Overall, SPAC founders reap a windfall with a successful acquisition, given the nominal price paid for their shares and warrants. While investors also benefit, the upside is lower when compared with those of founders.
Independent directors must pay close attention to three phases in the acquisition process.
Selection of acquisition target
A SPAC uses its IPO proceeds to acquire an operating company within a time frame of two to three years. Failing to meet the deadline leads to a winding up of the SPAC with the balance of funds returned to investors.
SPAC investors rely on the expertise of founders to identify and pursue an acquisition target that creates value for shareholders. Independent directors must monitor the progress of searching for an acquisition target.
Timely monitoring is crucial. A study published in the Journal of Accounting and Economics by Lora Dimitrova found that SPAC performance tends to be worse for acquisitions announced nearer the pre-determined deadline. Founders under time pressure may have an incentive to reap a windfall from their promote and warrants, even if the acquisition creates less value for investors.

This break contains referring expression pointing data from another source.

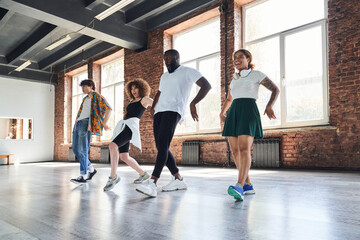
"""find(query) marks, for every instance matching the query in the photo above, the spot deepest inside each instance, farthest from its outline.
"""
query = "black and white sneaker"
(90, 175)
(79, 180)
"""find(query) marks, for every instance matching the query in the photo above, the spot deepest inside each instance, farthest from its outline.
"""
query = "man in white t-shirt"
(168, 109)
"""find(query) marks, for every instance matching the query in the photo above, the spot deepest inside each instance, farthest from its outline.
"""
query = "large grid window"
(77, 94)
(290, 48)
(112, 88)
(199, 48)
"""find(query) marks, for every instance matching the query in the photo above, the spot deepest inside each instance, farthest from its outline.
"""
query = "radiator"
(266, 153)
(190, 153)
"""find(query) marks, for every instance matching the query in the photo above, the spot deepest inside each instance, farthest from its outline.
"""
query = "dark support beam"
(28, 75)
(5, 16)
(34, 40)
(66, 52)
(72, 15)
(84, 56)
(147, 8)
(91, 4)
(181, 10)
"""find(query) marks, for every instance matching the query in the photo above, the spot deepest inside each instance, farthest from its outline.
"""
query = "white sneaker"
(174, 185)
(148, 188)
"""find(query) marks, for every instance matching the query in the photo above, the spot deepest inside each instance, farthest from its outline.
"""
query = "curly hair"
(142, 85)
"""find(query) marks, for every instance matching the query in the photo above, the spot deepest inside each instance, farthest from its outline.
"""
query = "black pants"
(164, 128)
(123, 140)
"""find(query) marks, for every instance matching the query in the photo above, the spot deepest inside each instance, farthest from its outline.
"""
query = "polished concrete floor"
(37, 201)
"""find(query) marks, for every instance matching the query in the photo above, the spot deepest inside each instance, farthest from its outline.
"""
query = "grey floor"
(37, 201)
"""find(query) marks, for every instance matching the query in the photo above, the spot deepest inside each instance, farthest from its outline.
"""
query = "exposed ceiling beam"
(73, 16)
(83, 56)
(91, 4)
(28, 75)
(5, 15)
(181, 10)
(29, 44)
(66, 52)
(146, 9)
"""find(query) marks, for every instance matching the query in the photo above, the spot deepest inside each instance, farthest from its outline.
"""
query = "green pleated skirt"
(243, 118)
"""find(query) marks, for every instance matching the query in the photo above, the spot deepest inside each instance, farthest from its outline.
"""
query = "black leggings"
(164, 128)
(123, 140)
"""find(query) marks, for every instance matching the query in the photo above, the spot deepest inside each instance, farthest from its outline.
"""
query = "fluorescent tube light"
(22, 66)
(112, 9)
(58, 43)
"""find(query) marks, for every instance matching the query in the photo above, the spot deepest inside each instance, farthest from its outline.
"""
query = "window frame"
(325, 79)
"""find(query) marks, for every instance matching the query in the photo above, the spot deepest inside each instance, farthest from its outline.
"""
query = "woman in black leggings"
(127, 130)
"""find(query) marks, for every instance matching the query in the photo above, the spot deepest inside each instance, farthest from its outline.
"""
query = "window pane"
(112, 72)
(266, 58)
(195, 42)
(119, 104)
(209, 107)
(108, 93)
(274, 16)
(304, 75)
(189, 125)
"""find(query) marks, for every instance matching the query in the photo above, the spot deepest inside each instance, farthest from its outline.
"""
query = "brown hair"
(247, 55)
(142, 85)
(88, 82)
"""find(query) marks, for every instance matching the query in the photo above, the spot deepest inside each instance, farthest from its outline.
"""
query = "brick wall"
(333, 146)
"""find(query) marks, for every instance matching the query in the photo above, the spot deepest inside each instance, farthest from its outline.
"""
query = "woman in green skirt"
(243, 122)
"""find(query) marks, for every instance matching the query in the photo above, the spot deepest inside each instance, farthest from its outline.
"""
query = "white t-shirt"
(85, 113)
(246, 84)
(175, 90)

Once an acquisition target is identified, listing rules may require independent directors to approve the acquisition. Independent directors must possess sufficient knowledge to assess a proposed acquisition. For instance, how knowledgeable and informed are they about the industry and operating environment of a target firm, especially if the firm operates in a foreign market? Are they familiar with valuation methods that assess whether the acquisition price fairly reflects the fundamentals of a target firm?
Target firms identified near SPAC deadlines require directors to adapt to fast-moving transaction timelines, schedule meetings at short notice, and review complex and critical information quickly but carefully. Independent directors with limited knowledge are at risk of rubber-stamping what founders have proposed.
Good governance avoids a power imbalance in the boardroom, especially when reputable founders have management expertise and a track record of investing in certain industries. While the reputation of founders is important, it is not a panacea for poor board oversight.
Similarly, while an independent financial adviser may advise on the acquisition target, substantive monitoring requires independent directors to ask the right questions and to make an informed judgment.
Independent directors must also be alert to conflicts of interests when SPAC founders have financial interests in target firms or when appointing financial advisers to advise on the business combinations.
Potential candidates considering an independent director appointment in a SPAC should evaluate the reputation of the founders and clarify whether they intend to focus on certain industries or geographic focus for the business combination.
After a target acquisition has been identified and a deal negotiated, the "de-SPAC" process begins. This transaction occurs when the SPAC and acquired firm merge into one publicly listed entity. The corporate leaders of the SPAC and acquired firm must ensure an orderly transition for the board and executive team of the new entity.
Since a SPAC has no business operations, the directors of the new entity must be able to effectively govern the acquired firm, while meeting all listing requirements. Hence, some turnover of independent directors presiding over the SPAC is not unexpected.
Thomson Reuters recently reported that demand for directors' and officers' liability insurance in the US is increasing, given the higher litigation risks of breaching fiduciary duties related to SPAC acquisitions. Regulatory scrutiny over SPACs is also increasing.
Recent class action lawsuits include those against Churchill Capital Corp III on grounds of making false or misleading statements and failing to disclose material adverse facts on a business combination.
In general, independent directors must be familiar with the regulations governing SPACs for monitoring compliance. Effective governance also requires them to understand the value creation process, the risks involved, and how these risks can be managed through diligent board oversight.
The writer is a member of the Advocacy and Research Committee of the Singapore Institute of Directors.